2) For confirmation purposes, identify the 9-1-1 answering bureau that the company uses, and provide the names, telephone numbers, and email addresses of the contacts in that answering bureau. Confirm that the 9-1-1 routing and/or answering service is/are covered by a direct contract between that answering bureau and VIP911 or its affiliated company, identifying which VIP911 company is party to that contract.
3) Describe the exact the nature of the business that VIP911 or its affiliate(s) provides to local VoIP providers, including the delivery of 9-1-1 calls from the local VoIP service provider’s end customer to the 9-1-1 answering bureau and to the PSAPs or emergency response agencies. Block diagrams may be provided to label which entity(ies) is/are providing a service or network component.

4) Provide examples of local VoIP service providers for which the company provides 9-1-1 routing or answering services.

5) Indicate whether the company or its affiliate(s) is itself a local VoIP service provider to end customers, residential or business. (see footnote 1 for the definition). If yes, confirm whether the company or affiliate owns and operates its own transmission facilities in Canada.

Filing the information

A copy of this letter and all subsequent correspondence will be placed on the public record of the above-noted file. Your company may designate certain information contained in its response as confidential.Footnote 2

Please note that failure to provide the information requested above may result in serious consequences. The Commission may issue a mandatory order, which can be registered with the Federal Court. Failure to comply with a decision registered with the Federal Court could result in contempt of court proceedings.Footnote 3 The Commission may also initiate proceedings for disconnection of your company’s services in Canada.

The information requested above can be submitted electronically through the Commission’s website at Click on “Telecommunications Sector,” then choose either “File a document using My CRTC Account” or “Submit a telecom-related document online.” For help submitting electronically, please call 1-866-893-0932.
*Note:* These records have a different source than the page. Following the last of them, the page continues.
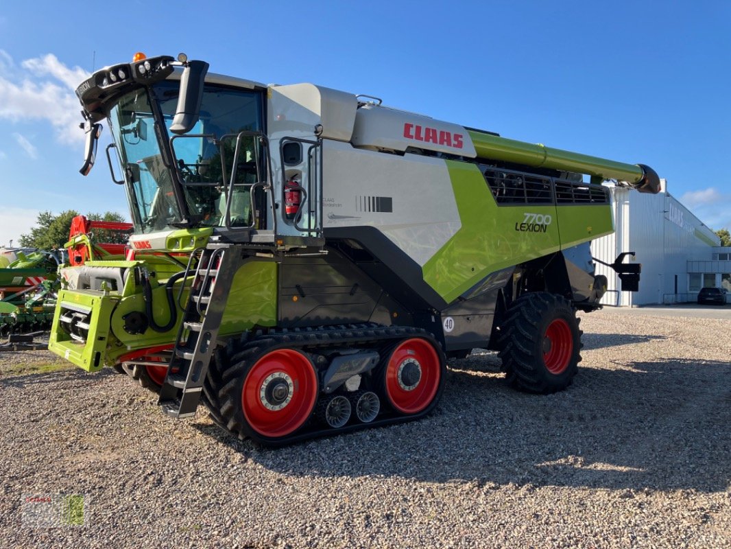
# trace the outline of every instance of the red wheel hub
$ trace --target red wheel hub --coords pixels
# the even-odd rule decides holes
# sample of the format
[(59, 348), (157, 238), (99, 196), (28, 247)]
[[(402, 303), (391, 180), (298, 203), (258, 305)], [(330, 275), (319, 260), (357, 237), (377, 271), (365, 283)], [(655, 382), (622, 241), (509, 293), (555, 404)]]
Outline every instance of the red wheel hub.
[(167, 365), (163, 364), (161, 366), (148, 365), (145, 367), (147, 368), (147, 375), (150, 376), (150, 379), (162, 387), (165, 381), (165, 376), (167, 375)]
[(391, 406), (402, 414), (418, 414), (436, 395), (442, 377), (439, 356), (426, 340), (406, 340), (393, 350), (385, 376)]
[(543, 336), (543, 363), (553, 374), (559, 374), (567, 367), (574, 352), (571, 326), (563, 318), (556, 318), (546, 328)]
[(309, 359), (293, 349), (273, 351), (249, 370), (241, 409), (262, 436), (293, 433), (310, 417), (317, 400), (317, 376)]

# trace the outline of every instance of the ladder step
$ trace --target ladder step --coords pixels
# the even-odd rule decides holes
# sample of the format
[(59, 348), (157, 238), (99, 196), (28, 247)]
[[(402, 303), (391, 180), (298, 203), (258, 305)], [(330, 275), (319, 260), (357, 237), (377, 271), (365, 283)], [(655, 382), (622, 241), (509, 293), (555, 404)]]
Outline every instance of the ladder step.
[(187, 376), (183, 376), (180, 373), (173, 373), (168, 375), (165, 378), (165, 383), (168, 385), (172, 385), (178, 389), (184, 389), (185, 383), (187, 381)]
[[(197, 403), (196, 403), (197, 404)], [(176, 417), (178, 419), (182, 419), (186, 417), (192, 417), (195, 415), (195, 408), (190, 410), (189, 406), (185, 406), (184, 403), (181, 403), (178, 399), (174, 400), (166, 400), (160, 405), (162, 407), (162, 411), (164, 411), (168, 416), (171, 417)], [(184, 409), (187, 408), (188, 409)]]
[(192, 360), (193, 351), (186, 347), (175, 347), (175, 356), (186, 360)]

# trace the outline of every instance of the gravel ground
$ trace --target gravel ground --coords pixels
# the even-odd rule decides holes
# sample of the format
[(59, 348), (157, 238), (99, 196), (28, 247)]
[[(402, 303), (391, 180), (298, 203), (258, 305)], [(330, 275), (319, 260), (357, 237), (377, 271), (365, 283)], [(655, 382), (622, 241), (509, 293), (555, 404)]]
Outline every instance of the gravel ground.
[[(261, 450), (129, 378), (0, 356), (0, 546), (731, 547), (731, 319), (583, 315), (567, 391), (450, 363), (420, 422)], [(83, 494), (31, 528), (28, 493)], [(27, 504), (26, 506), (27, 507)]]

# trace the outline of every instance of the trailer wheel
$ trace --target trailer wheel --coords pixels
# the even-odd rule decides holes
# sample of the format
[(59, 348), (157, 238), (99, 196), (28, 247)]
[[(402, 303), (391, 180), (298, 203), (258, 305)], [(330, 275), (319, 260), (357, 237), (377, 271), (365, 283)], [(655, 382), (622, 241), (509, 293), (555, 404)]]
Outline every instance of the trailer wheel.
[(528, 392), (566, 389), (581, 361), (581, 333), (568, 299), (547, 292), (523, 294), (510, 307), (501, 329), (500, 358), (507, 381)]
[(401, 414), (423, 411), (434, 402), (443, 380), (444, 361), (431, 343), (412, 337), (398, 343), (385, 359), (383, 392)]
[(220, 417), (240, 438), (276, 443), (312, 415), (319, 392), (314, 367), (295, 349), (240, 354), (224, 372)]

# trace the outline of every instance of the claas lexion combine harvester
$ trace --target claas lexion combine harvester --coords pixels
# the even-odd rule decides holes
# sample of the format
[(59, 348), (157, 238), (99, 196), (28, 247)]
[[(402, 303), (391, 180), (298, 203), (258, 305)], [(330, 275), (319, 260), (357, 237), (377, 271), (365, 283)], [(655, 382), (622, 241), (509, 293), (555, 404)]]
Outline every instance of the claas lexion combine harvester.
[(52, 351), (269, 445), (422, 417), (473, 348), (520, 389), (572, 382), (607, 286), (601, 183), (657, 193), (653, 170), (208, 68), (137, 54), (77, 88), (81, 171), (106, 119), (135, 231), (62, 269)]

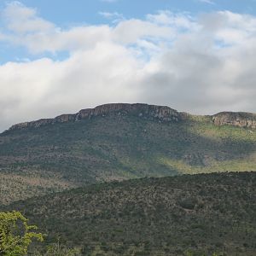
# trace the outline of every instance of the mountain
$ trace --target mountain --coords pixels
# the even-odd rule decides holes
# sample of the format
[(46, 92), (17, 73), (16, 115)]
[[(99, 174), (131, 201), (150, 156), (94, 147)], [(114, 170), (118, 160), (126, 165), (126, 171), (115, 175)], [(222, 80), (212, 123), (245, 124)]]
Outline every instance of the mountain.
[(256, 171), (256, 114), (107, 104), (0, 134), (0, 202), (98, 182)]
[(44, 247), (59, 240), (83, 255), (256, 255), (253, 172), (99, 183), (13, 209), (48, 235)]

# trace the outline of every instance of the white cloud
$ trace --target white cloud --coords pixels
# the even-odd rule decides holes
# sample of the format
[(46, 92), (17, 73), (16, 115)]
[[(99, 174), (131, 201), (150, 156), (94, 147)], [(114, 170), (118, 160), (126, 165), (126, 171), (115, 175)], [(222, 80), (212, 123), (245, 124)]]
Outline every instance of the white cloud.
[(99, 12), (99, 15), (106, 19), (112, 20), (113, 23), (120, 22), (122, 20), (125, 20), (125, 17), (122, 14), (118, 12), (109, 13), (109, 12)]
[(199, 0), (199, 2), (209, 3), (209, 4), (215, 4), (214, 1), (212, 0)]
[(4, 14), (9, 22), (0, 40), (69, 57), (0, 66), (0, 130), (118, 102), (197, 113), (255, 112), (253, 16), (222, 11), (196, 18), (164, 10), (63, 30), (18, 3)]

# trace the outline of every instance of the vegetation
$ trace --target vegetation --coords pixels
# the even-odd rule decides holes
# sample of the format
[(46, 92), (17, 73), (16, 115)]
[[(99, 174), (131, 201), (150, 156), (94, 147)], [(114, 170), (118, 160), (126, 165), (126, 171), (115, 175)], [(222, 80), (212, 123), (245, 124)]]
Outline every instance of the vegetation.
[(43, 241), (43, 235), (32, 230), (27, 219), (19, 212), (0, 212), (0, 255), (24, 256), (35, 238)]
[(2, 208), (81, 255), (256, 254), (256, 172), (98, 183)]
[(256, 131), (207, 117), (98, 116), (2, 133), (0, 169), (4, 204), (97, 182), (256, 171)]

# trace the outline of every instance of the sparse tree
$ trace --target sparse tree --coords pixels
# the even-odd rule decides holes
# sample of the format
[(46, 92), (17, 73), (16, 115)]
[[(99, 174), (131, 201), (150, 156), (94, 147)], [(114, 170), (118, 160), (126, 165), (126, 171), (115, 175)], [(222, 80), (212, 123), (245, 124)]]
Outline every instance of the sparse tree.
[(43, 241), (43, 235), (37, 233), (35, 225), (19, 212), (0, 212), (0, 255), (24, 256), (32, 239)]

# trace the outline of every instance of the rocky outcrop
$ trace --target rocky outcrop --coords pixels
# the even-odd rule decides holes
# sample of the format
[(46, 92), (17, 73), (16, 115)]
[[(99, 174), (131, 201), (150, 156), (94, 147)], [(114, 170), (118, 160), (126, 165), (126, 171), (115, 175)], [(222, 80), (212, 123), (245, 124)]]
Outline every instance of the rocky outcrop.
[(221, 112), (212, 116), (216, 125), (256, 128), (256, 114), (244, 112)]
[[(11, 126), (9, 130), (23, 129), (26, 127), (40, 127), (55, 123), (78, 122), (90, 119), (96, 116), (133, 115), (142, 119), (155, 119), (161, 122), (177, 122), (190, 119), (187, 113), (179, 113), (166, 106), (148, 104), (113, 103), (97, 106), (95, 108), (82, 109), (74, 114), (61, 114), (54, 119), (44, 119), (37, 121), (20, 123)], [(207, 116), (215, 125), (234, 125), (239, 127), (256, 128), (256, 114), (244, 112), (221, 112)]]
[(20, 123), (11, 126), (9, 130), (23, 129), (26, 127), (40, 127), (55, 123), (77, 122), (96, 116), (108, 115), (136, 115), (140, 118), (158, 119), (163, 122), (177, 121), (179, 113), (175, 109), (166, 106), (148, 104), (113, 103), (98, 106), (95, 108), (80, 110), (74, 114), (62, 114), (55, 119), (44, 119), (37, 121)]

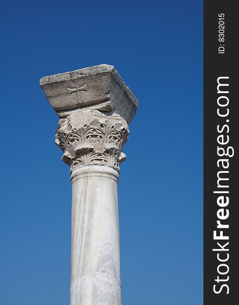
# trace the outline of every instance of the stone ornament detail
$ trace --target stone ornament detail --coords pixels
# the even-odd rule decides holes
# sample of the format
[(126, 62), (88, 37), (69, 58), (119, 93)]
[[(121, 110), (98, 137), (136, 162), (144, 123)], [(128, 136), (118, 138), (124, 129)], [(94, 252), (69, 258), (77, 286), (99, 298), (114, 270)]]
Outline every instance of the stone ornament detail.
[(129, 133), (126, 121), (117, 114), (108, 116), (98, 110), (82, 110), (59, 120), (55, 143), (64, 152), (62, 160), (70, 166), (71, 173), (92, 165), (106, 165), (120, 172)]

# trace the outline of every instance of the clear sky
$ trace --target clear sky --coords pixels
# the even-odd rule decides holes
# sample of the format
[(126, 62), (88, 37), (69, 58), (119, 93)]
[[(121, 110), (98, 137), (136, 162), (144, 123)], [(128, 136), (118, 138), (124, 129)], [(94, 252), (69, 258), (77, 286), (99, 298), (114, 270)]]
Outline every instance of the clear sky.
[(2, 5), (1, 304), (69, 304), (70, 174), (39, 81), (100, 64), (140, 103), (118, 185), (123, 304), (202, 304), (202, 6)]

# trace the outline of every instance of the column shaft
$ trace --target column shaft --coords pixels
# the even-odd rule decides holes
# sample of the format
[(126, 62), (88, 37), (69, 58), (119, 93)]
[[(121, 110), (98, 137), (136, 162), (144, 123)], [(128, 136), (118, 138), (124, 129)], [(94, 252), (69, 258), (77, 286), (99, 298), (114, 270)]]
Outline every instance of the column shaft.
[(71, 305), (121, 304), (117, 178), (98, 165), (71, 175)]

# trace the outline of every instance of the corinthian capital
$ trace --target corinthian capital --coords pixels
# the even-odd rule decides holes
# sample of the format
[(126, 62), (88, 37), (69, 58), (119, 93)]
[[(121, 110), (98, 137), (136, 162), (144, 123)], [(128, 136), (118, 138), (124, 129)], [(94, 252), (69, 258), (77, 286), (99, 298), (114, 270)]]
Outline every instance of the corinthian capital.
[(71, 171), (106, 165), (119, 171), (138, 100), (112, 66), (46, 76), (40, 84), (61, 118), (55, 136)]
[(129, 133), (127, 122), (117, 114), (108, 116), (98, 110), (82, 110), (59, 120), (55, 143), (71, 172), (93, 165), (106, 165), (119, 172)]

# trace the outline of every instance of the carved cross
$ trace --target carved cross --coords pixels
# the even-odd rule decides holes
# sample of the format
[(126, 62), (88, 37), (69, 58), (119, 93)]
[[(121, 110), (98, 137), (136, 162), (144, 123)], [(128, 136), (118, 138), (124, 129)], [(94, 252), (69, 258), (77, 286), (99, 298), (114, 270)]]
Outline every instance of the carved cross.
[(84, 85), (82, 87), (78, 88), (67, 88), (67, 89), (68, 90), (68, 93), (69, 95), (73, 92), (78, 92), (78, 91), (88, 91), (86, 84)]

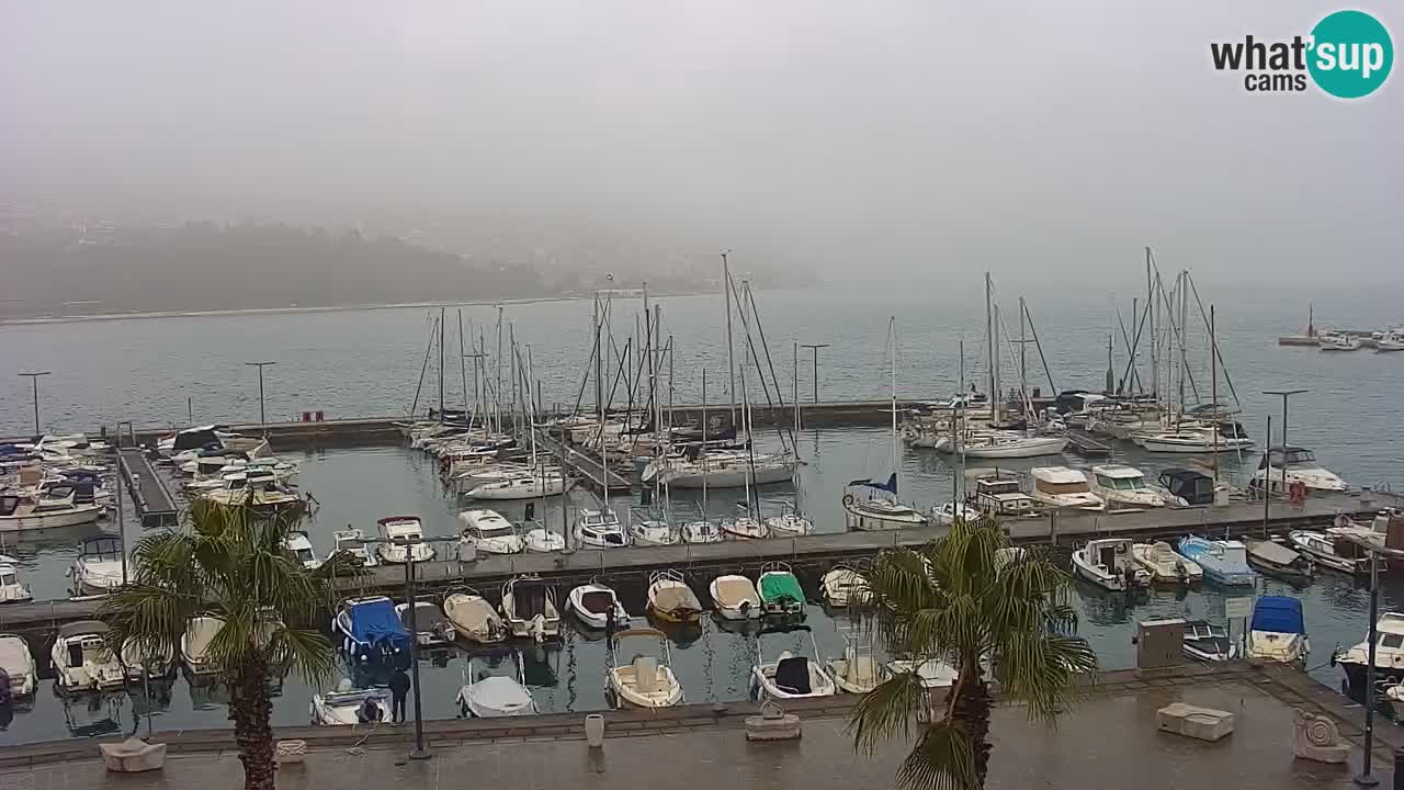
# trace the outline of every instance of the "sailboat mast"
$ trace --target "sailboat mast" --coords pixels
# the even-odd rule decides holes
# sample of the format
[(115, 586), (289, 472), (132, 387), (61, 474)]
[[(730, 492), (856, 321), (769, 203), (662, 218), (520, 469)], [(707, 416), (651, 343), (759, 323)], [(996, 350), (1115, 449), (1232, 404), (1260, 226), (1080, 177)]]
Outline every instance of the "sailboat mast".
[(730, 250), (722, 253), (722, 301), (726, 306), (726, 367), (731, 375), (731, 425), (736, 425), (736, 346), (731, 342), (731, 264), (726, 260)]

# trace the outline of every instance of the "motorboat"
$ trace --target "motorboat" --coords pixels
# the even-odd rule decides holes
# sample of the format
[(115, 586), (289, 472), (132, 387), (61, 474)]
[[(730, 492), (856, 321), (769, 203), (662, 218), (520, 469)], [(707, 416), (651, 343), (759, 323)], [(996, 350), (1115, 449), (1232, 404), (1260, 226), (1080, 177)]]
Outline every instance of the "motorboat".
[(1293, 585), (1304, 585), (1316, 575), (1310, 554), (1299, 554), (1275, 540), (1248, 537), (1243, 543), (1248, 548), (1248, 565), (1259, 574)]
[(619, 603), (619, 595), (600, 582), (580, 585), (566, 596), (566, 610), (573, 611), (590, 628), (629, 627), (629, 613)]
[(473, 676), (473, 659), (468, 658), (463, 671), (463, 686), (458, 690), (458, 707), (462, 715), (475, 718), (501, 718), (507, 715), (532, 715), (536, 711), (536, 700), (526, 689), (526, 671), (522, 666), (521, 655), (512, 652), (517, 666), (517, 678), (505, 675)]
[(395, 616), (400, 619), (406, 631), (414, 634), (414, 641), (420, 647), (446, 645), (458, 638), (458, 628), (444, 616), (444, 610), (427, 600), (414, 602), (413, 627), (409, 603), (396, 603)]
[(1033, 513), (1033, 498), (1007, 475), (981, 475), (974, 482), (974, 506), (990, 516), (1018, 519)]
[(1108, 510), (1165, 506), (1165, 498), (1147, 485), (1140, 470), (1120, 464), (1092, 467), (1092, 493), (1102, 498)]
[(14, 557), (0, 554), (0, 603), (24, 603), (34, 600), (29, 585), (20, 581), (15, 569), (20, 561)]
[(761, 593), (755, 592), (755, 585), (746, 576), (717, 576), (708, 585), (708, 593), (712, 596), (712, 610), (723, 620), (761, 617)]
[(126, 685), (122, 665), (107, 647), (107, 623), (97, 620), (59, 626), (49, 651), (59, 693), (100, 692)]
[(761, 526), (771, 537), (803, 537), (807, 534), (814, 534), (814, 522), (799, 514), (789, 502), (785, 503), (783, 510), (779, 516), (765, 516), (761, 519)]
[(1348, 491), (1339, 475), (1323, 467), (1316, 454), (1306, 447), (1273, 447), (1258, 462), (1258, 470), (1248, 479), (1248, 488), (1262, 489), (1266, 479), (1268, 491), (1280, 496), (1290, 492), (1292, 484), (1302, 484), (1309, 491)]
[(1073, 507), (1080, 510), (1101, 510), (1102, 498), (1092, 493), (1087, 475), (1080, 470), (1067, 467), (1033, 467), (1029, 472), (1033, 478), (1035, 502), (1042, 502), (1049, 507)]
[(979, 507), (965, 502), (946, 502), (931, 509), (931, 520), (943, 527), (956, 522), (973, 522), (983, 516)]
[(307, 713), (316, 727), (385, 724), (390, 721), (390, 700), (385, 689), (355, 689), (343, 678), (337, 690), (314, 694)]
[(668, 526), (663, 516), (642, 519), (629, 526), (629, 540), (635, 545), (677, 545), (682, 534)]
[(312, 541), (307, 538), (307, 533), (302, 530), (288, 531), (288, 537), (282, 538), (282, 547), (291, 551), (298, 565), (302, 565), (307, 571), (316, 571), (322, 566), (317, 552), (312, 551)]
[[(1348, 534), (1332, 534), (1337, 527), (1324, 533), (1314, 530), (1292, 530), (1287, 533), (1287, 543), (1292, 548), (1307, 554), (1317, 565), (1351, 574), (1352, 576), (1370, 575), (1372, 552), (1356, 544)], [(1376, 555), (1380, 569), (1387, 568), (1387, 559)]]
[(122, 586), (125, 557), (121, 538), (90, 537), (69, 566), (69, 592), (73, 597), (111, 595)]
[(79, 505), (72, 486), (51, 488), (45, 495), (34, 492), (0, 493), (0, 533), (48, 530), (91, 524), (102, 514), (97, 503)]
[(831, 607), (859, 606), (868, 602), (868, 579), (851, 565), (840, 562), (830, 568), (820, 581), (824, 602)]
[[(767, 634), (761, 631), (755, 640), (755, 666), (751, 668), (751, 693), (760, 699), (796, 700), (834, 696), (834, 679), (819, 662), (819, 642), (809, 626), (790, 626), (779, 633), (803, 633), (809, 635), (812, 654), (781, 651), (775, 661), (767, 661), (764, 654)], [(803, 649), (796, 644), (796, 649)]]
[(1247, 658), (1306, 666), (1309, 652), (1311, 641), (1302, 617), (1302, 602), (1280, 595), (1261, 596), (1252, 606), (1248, 624)]
[(804, 619), (804, 589), (800, 588), (799, 578), (785, 562), (761, 565), (755, 590), (761, 593), (761, 607), (765, 610), (767, 619), (786, 621)]
[(583, 548), (619, 548), (629, 545), (629, 533), (623, 531), (612, 509), (584, 507), (576, 517), (576, 544)]
[(507, 638), (501, 616), (472, 588), (452, 588), (444, 595), (444, 616), (453, 631), (479, 644), (490, 645)]
[(682, 543), (722, 543), (723, 540), (722, 530), (715, 522), (706, 519), (684, 522), (680, 531)]
[(219, 666), (209, 655), (209, 644), (223, 627), (223, 620), (209, 616), (191, 617), (185, 624), (185, 633), (180, 638), (180, 655), (191, 675), (209, 676), (219, 672)]
[(1132, 558), (1132, 540), (1104, 537), (1073, 551), (1073, 575), (1112, 592), (1150, 585), (1150, 571)]
[(334, 554), (345, 552), (362, 568), (375, 568), (380, 564), (376, 552), (371, 551), (371, 545), (365, 543), (365, 533), (358, 529), (337, 530), (331, 533), (331, 540), (334, 541), (331, 550)]
[[(1375, 623), (1375, 682), (1380, 686), (1396, 686), (1404, 680), (1404, 614), (1386, 611)], [(1355, 647), (1337, 651), (1331, 663), (1339, 663), (1345, 672), (1349, 692), (1365, 690), (1366, 669), (1370, 665), (1370, 637)]]
[(649, 575), (649, 610), (665, 623), (696, 623), (702, 602), (682, 574), (667, 569)]
[(414, 637), (383, 595), (347, 599), (331, 627), (341, 634), (341, 649), (358, 665), (409, 665)]
[(536, 554), (549, 554), (552, 551), (566, 550), (566, 536), (552, 531), (550, 527), (542, 523), (528, 523), (535, 526), (522, 533), (522, 548)]
[(1228, 661), (1237, 649), (1228, 640), (1228, 630), (1206, 620), (1185, 621), (1184, 654), (1195, 661)]
[(403, 565), (434, 559), (434, 547), (424, 541), (424, 526), (418, 516), (386, 516), (376, 524), (385, 541), (375, 547), (382, 562)]
[(526, 543), (517, 529), (497, 510), (463, 510), (458, 514), (463, 524), (459, 541), (473, 544), (483, 554), (521, 554)]
[(1153, 582), (1198, 585), (1205, 581), (1205, 571), (1192, 559), (1179, 555), (1163, 540), (1155, 543), (1133, 543), (1132, 559), (1144, 568)]
[(0, 634), (0, 672), (4, 672), (10, 683), (7, 689), (0, 689), (0, 694), (8, 701), (34, 697), (34, 690), (39, 685), (39, 672), (24, 637)]
[[(658, 654), (636, 654), (629, 663), (619, 663), (625, 640), (657, 640)], [(632, 642), (639, 644), (639, 642)], [(660, 708), (682, 703), (682, 683), (673, 673), (668, 637), (657, 628), (619, 631), (609, 640), (607, 685), (614, 707)]]
[(503, 585), (503, 620), (514, 637), (538, 642), (560, 635), (556, 588), (534, 574), (514, 576)]
[(861, 642), (852, 634), (845, 635), (842, 658), (826, 661), (824, 669), (838, 690), (849, 694), (866, 694), (887, 679), (886, 668), (873, 658), (872, 642)]
[(1237, 540), (1185, 536), (1175, 548), (1181, 557), (1199, 565), (1205, 579), (1210, 582), (1252, 586), (1258, 581), (1258, 575), (1248, 566), (1248, 548)]

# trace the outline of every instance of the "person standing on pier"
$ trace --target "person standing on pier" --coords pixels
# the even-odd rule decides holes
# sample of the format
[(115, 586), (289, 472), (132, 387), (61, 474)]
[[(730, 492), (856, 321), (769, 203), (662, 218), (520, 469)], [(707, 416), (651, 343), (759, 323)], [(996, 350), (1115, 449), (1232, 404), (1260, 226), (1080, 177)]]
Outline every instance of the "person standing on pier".
[(390, 673), (390, 721), (404, 724), (404, 697), (410, 693), (410, 676), (403, 669)]

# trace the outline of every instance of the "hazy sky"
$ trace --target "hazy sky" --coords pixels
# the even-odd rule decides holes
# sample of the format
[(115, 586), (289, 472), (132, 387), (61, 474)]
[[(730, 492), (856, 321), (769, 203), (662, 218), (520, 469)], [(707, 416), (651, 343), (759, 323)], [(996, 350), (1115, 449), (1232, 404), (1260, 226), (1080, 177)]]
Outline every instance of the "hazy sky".
[(1338, 7), (0, 0), (0, 195), (510, 211), (865, 274), (1153, 245), (1398, 281), (1404, 75), (1344, 103), (1210, 67)]

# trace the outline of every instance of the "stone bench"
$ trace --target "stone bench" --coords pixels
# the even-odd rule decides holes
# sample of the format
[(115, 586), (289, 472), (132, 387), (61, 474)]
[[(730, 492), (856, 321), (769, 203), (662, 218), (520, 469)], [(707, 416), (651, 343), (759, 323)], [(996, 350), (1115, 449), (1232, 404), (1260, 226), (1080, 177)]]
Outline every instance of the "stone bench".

Submissions should be addressed to

John Traversy
Secretary General
Canadian Radio-television and Telecommunications Commission
Ottawa, Ontario
K1A 0N2

The subject of your response letter should be “VIP911- Obligations of local VoIP service providers with respect to 9-1-1 emergency service and registration with the Commission ‒ File No.: 8663-C12-201015470.”


Original signed by

Michel Murray
Director, Regulatory Implementation
Telecommunications Sector

c. c.: Dem Magmanlac, CRTC, 819-953-6638,


Footnote 1

Local VoIP service providers are defined as service providers that (i) provide their customers with telephone numbers that conform to the North American Numbering Plan, (ii) provide access to and from the public switched telephone network, and (iii) enable customers to make and/or receive calls that originate and terminate within an exchange or local calling area. See Emergency service obligations for local VoIP service providers, Telecom Decision CRTC 2005-21, 4 April 2005.

Return to footnote 1

Footnote 2

The company may file certain information in confidence if the information falls into a category listed in subsection 39(1) of the Telecommunications Act. Essentially, the company can file two versions of its reply: one containing the confidential information and the word “Confidential” clearly marked on the letter; and another for the public record, in which the confidential information is omitted and replaced by a “#” sign. In general, confidential information is not released on the public record to protect proprietary information, and only the non-confidential version is posted on the Commission’s website. For more information on the process for filing information in confidence with the Commission, see Procedures for filing confidential information and requesting its disclosure in Commission proceedings, Broadcasting and Telecom Information Bulletin CRTC 2010 961, 23 December 2010, available on the Commission’s website at

Return to footnote 2

Footnote 3

The Commission’s powers to request information from any person, issue mandatory orders, register its decisions with the Federal Court, and enforce the registered decision through the Federal Court, are set out in subsection 37(2), section 51, and subsection 63(2) of the Telecommunications Act, respectively.